By Baptism, the Sacred Scriptures tell us, and the Catholic Church believes, we “put on a new nature, created after the likeness of God in true righteousness and holiness” (Eph 4:24).  Thus, God reconciles his creation by making men once again “partakers of the divine nature” (2 Pt 1:4).  From this participation in the life of God, man is justified, not by an external juridical declaration, but by an interior restoration.  God’s life becomes man’s life once again, in order that man might live the life of God.  By grace, mankind, reconciled to the Father through Jesus Christ, now lives the life of “the Son,” carrying the cross and being crucified in the flesh, so that “as Christ was raised from the dead by the glory of the Father, we too might walk in newness of life.” (Rom 6:4).  With the grace of God flowing through us, now all is made possible, because our life has become the life of God himself (Cf. Acts 3:12, 4:30).  Let us be clear, the Catholic Church does not teach that man is saved by his works, but rather, that man is saved by being united to the life and work of the Son of God.  The key to understand the Catholic position on salvation is that our union with the work of Christ is an interior union which restores the whole of the human person, even his work.  When a Catholic performs works of charity, he believes that God is at work in him, justifying him by making him a sharer in God’s work.  The justified man is the man who is fully alive in God, through Jesus Christ.  Thus we read in the epistle to the Galatians, “Do not be deceived; God is not mocked, for whatever a man sows, that he will also reap . . . let us not grow weary of well-doing, for in due season we shall reap” (Gal 6:7,9).  Far from being left in our sin, and declared justified apart from our true state, God has made us “partakers of the divine nature,” that in every action of our lives, God is present, reconciling the world to himself.  This is the Good News of Jesus Christ.

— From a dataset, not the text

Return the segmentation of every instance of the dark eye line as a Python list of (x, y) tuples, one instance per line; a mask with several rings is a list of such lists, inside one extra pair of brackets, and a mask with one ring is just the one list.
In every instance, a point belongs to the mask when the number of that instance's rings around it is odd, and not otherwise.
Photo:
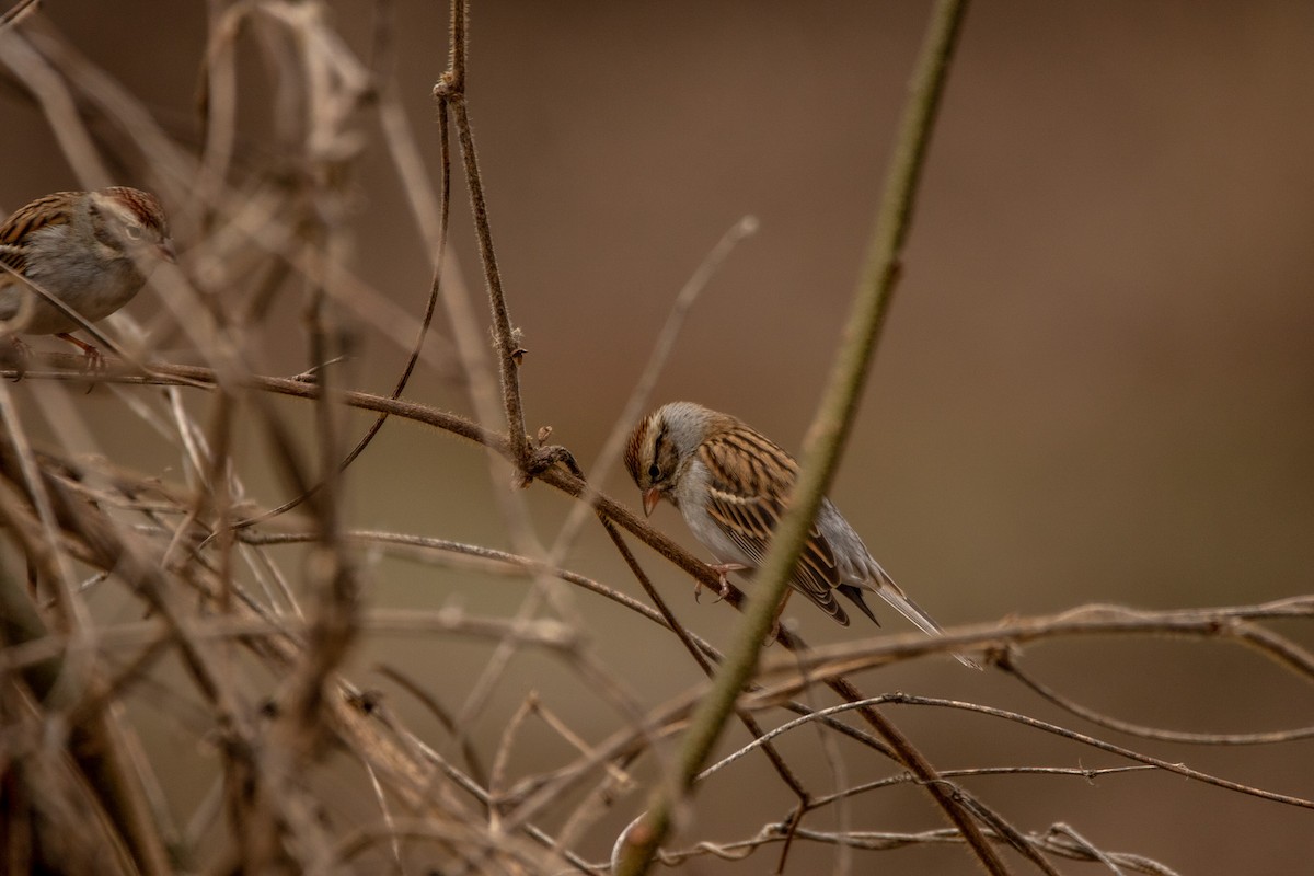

            As we continue our journey of Lent, making our way to the great Paschal feast, let us keep our salvation in mind.  Let us always remember the great gift that God has prepared for us in Jesus Christ, and remember that our salvation depends upon our union with Him.  Let us prepare our hearts, therefore, that when the day of salvation appears, the doors of our hearts are found open to Him.